Este año, en parte por temas de agenda, por un plan de austeridad que me he autoinflingido, ya veremos si al final gasto más, el hecho es que he reducido notablemente mi gasto liceístico.
En este contexto de ajustes, uno de los primeros títulos que cayeron fue «la Guineu astuta» . Y también Akhnaten. Pues así como en el caso de «la Guineu» (La zorra) que al final vi, lo cierto es que podía habermela ahorrado. En realidad fui invitada.
El siguiente título caer fue Akhnaten (1983) de Philip Glass
Pues me habría equivocado de medio a medio. Ayer, por casualidades de la vida, , llegó a mis manos un invitación para el ensayo y para allá que me voy.
Pues me gustó tanto, tanto, que si lo puedo arreglar, la agenda está liada, me compro una entrada y la veo de nuevo.
Nada que ver con la opera italiana, tampoco con Wagner y cia, pero la música, es música quiero decir que no hay disonancias ni inventos. Bueno no hay violines pero es un detalle menor.
No es una pieza fácil, quiero decir que no hay arias, por ejemplo, y la música igual no sigue el camino que tu crees que va a seguir , pero eso es en buen medida su «gracia» .
Es de esas músicas que lo mejor que puedes hacer es dejarte llevar, no te obsesiones con las repeticiones, (no es el bolero de Ravel esto, más aparentes que reales, porque las repeticiones no son exactamente iguales.
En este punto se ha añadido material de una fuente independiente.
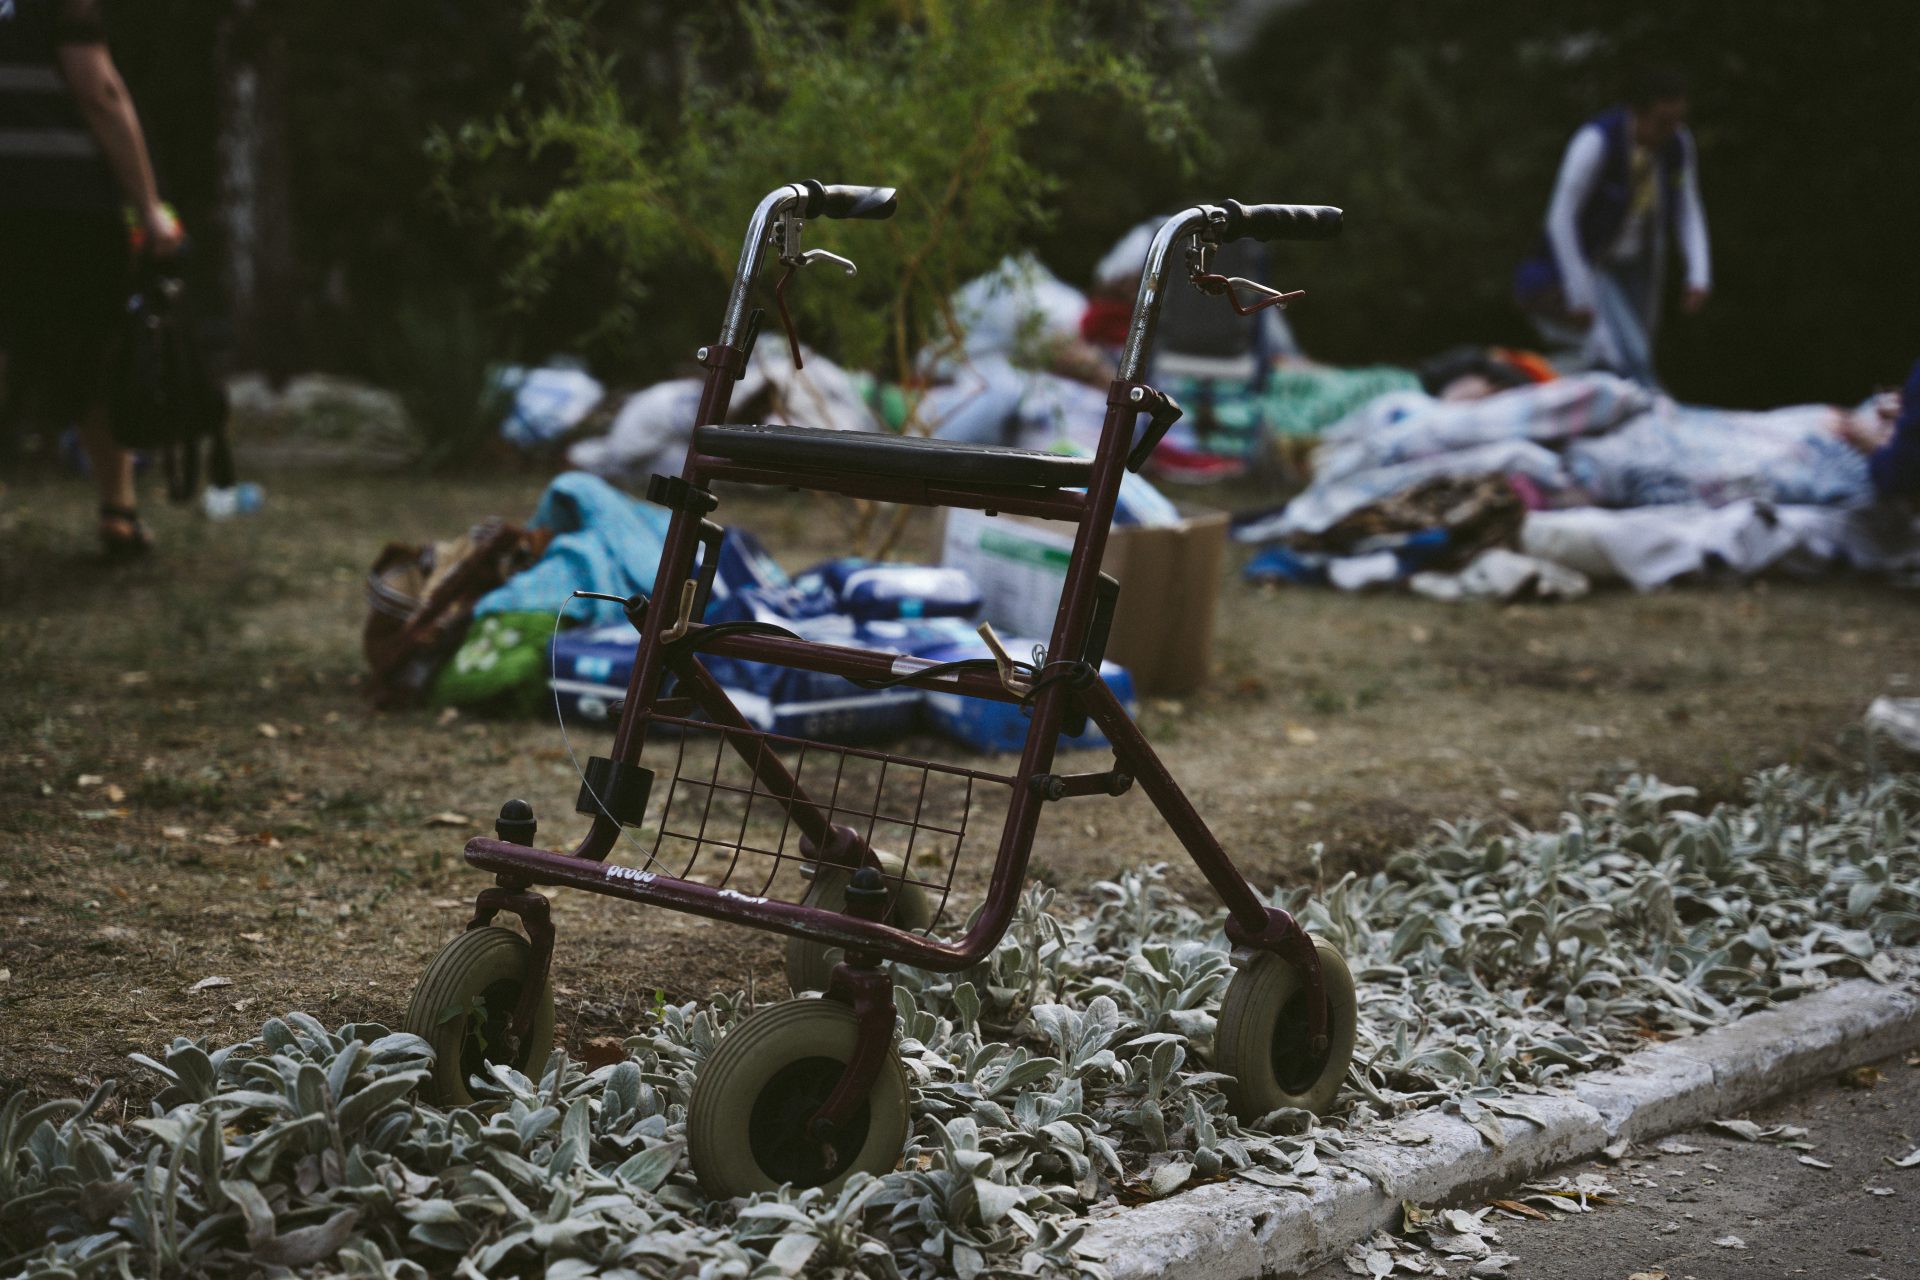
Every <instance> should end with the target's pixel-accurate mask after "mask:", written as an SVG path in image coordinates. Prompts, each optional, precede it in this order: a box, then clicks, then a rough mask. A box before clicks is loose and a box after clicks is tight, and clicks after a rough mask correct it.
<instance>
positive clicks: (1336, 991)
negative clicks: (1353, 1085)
mask: <svg viewBox="0 0 1920 1280" xmlns="http://www.w3.org/2000/svg"><path fill="white" fill-rule="evenodd" d="M1313 950H1315V954H1319V961H1321V981H1323V983H1325V988H1327V1048H1325V1050H1323V1052H1319V1054H1315V1052H1313V1046H1311V1042H1309V1034H1308V1015H1309V1009H1308V992H1306V983H1304V981H1302V975H1300V971H1298V969H1296V967H1294V965H1290V963H1286V961H1284V960H1281V958H1279V956H1275V954H1271V952H1263V954H1260V956H1256V958H1254V961H1252V963H1248V965H1242V967H1240V969H1238V971H1236V973H1235V975H1233V981H1231V983H1229V984H1227V994H1225V996H1223V998H1221V1002H1219V1029H1217V1031H1215V1032H1213V1069H1215V1071H1223V1073H1227V1075H1231V1077H1233V1080H1231V1082H1229V1084H1223V1086H1221V1088H1223V1090H1225V1094H1227V1103H1229V1105H1231V1107H1233V1113H1235V1115H1236V1117H1240V1119H1242V1121H1258V1119H1260V1117H1261V1115H1267V1113H1269V1111H1279V1109H1281V1107H1300V1109H1302V1111H1313V1113H1315V1115H1323V1113H1325V1111H1327V1109H1329V1107H1331V1105H1332V1100H1334V1094H1338V1092H1340V1082H1342V1080H1346V1067H1348V1063H1350V1061H1352V1057H1354V1031H1356V1025H1357V1021H1359V1002H1357V1000H1356V998H1354V975H1352V971H1348V967H1346V960H1342V958H1340V952H1336V950H1334V948H1332V944H1331V942H1325V940H1321V938H1313Z"/></svg>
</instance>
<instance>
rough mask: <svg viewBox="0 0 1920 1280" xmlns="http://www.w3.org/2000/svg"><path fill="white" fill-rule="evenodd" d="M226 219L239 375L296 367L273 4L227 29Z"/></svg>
mask: <svg viewBox="0 0 1920 1280" xmlns="http://www.w3.org/2000/svg"><path fill="white" fill-rule="evenodd" d="M219 67H221V138H219V155H221V219H223V223H225V226H223V230H225V242H227V263H225V273H223V274H225V284H227V301H228V313H230V315H232V330H234V349H232V359H234V367H236V368H255V370H261V372H265V374H267V376H269V378H271V380H275V382H284V380H286V378H288V376H290V374H292V372H294V368H296V357H298V334H296V317H298V311H296V303H294V299H296V292H294V244H292V194H290V169H288V129H286V38H284V36H282V35H280V31H278V25H276V23H275V6H273V0H265V2H261V0H234V4H232V10H230V12H228V13H227V17H225V19H223V23H221V35H219Z"/></svg>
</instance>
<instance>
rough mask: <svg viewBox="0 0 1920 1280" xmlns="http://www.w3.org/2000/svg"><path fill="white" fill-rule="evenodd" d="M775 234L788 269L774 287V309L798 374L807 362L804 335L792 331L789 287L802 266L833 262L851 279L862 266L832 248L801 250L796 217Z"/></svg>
mask: <svg viewBox="0 0 1920 1280" xmlns="http://www.w3.org/2000/svg"><path fill="white" fill-rule="evenodd" d="M776 234H778V238H780V261H783V263H785V265H787V269H785V271H783V273H781V276H780V284H776V286H774V309H776V311H780V328H781V330H785V334H787V351H789V353H791V355H793V368H795V372H799V370H801V368H804V367H806V363H804V361H803V359H801V334H799V330H795V328H793V313H791V311H787V284H791V282H793V276H795V273H799V269H801V267H812V265H814V263H833V265H835V267H839V269H841V271H845V273H847V274H849V276H854V274H860V267H856V265H854V261H852V259H851V257H841V255H839V253H833V251H829V249H806V251H801V219H797V217H787V219H783V221H781V223H780V226H778V228H776Z"/></svg>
Para mi el summum el final del segundo acto cuando akhnaten (entre nosotros akenaton) canta un «himno al sol» que con la magnifica puesta en escena lo convierte en algo divino. Una acotacion, el himno al sol, en este caso se interpreta en catalán.
Pero en esta ópera se mezclan diversas lenguas.
Egipcio Antiguo: Utilizado para los himnos y las oraciones del faraón Akenatón y su corte.
Acadio: Utilizado para las cartas y los documentos del archivo de Amarna, que reflejan la tensión política y el malestar fuera de la corte.
Hebreo: Utilizado por el coro, a menudo fuera de escena, con textos extraídos del Salmo 104 de la Biblia, que celebra la gloria de un único Dios, Atón (Aten).
Además, hay una parte narrada que corresponde al personaje del escriba (Amenhotep) ofrece la narración y los comentarios históricos, y este parlamento se pronuncia en el idioma de la audiencia para que el público pueda seguir la historia. Pero en este caso la producción del Liceu, la misma del MET, el Escriba habla en inglés (aunque el libreto original de Glass incluye una línea que permite el uso de la lengua local). Nada que decir, aquí entre turistas y expats, casi que hablo más inglés aquí que en UK.
En resumen es una ópera fascinante que forma. Forma parte de la «Trilogía de óperas-retrato», junto con Einstein on the Beach (1976) y Satyagraha (1980), que vendria ser Ghandi.
Por si no leíste aquel famosísimo libro de Sinuhé el Egipcio, Mika waltari, que sepais que Akhnaten narra la vida y el breve pero trascendental reinado del faraón egipcio Akenatón (c. 1353-1336 a. C.), conocido por intentar instituir una religión monoteísta dedicada al dios sol Atón, en contra de las tradiciones politeístas de Egipto.
He mencionado lo de las repeticiones, quiza donde más se nota y puede resultar unpoco durillo es en el preludio, diez minutos de lo que para algunos puede ser repeticion obsesiva y para otros pues una especia de camino iniciatico.
La música se basa en patrones rítmicos y melódicos repetitivos que se transforman lentamente a través de pequeños cambios (proceso aditivo), creando una sensación de trance e hipnotismo.
No hay violines. y el rol principal es para un contratenor.
A mi me ha gustado la recomiendo pero no es para todo el mundo. Y no es cosa de «es que tu sabes mucho» no es de gustar o no, de que las repeticiones te agobien o entrés en ellas. La puesta en escena, perfecta.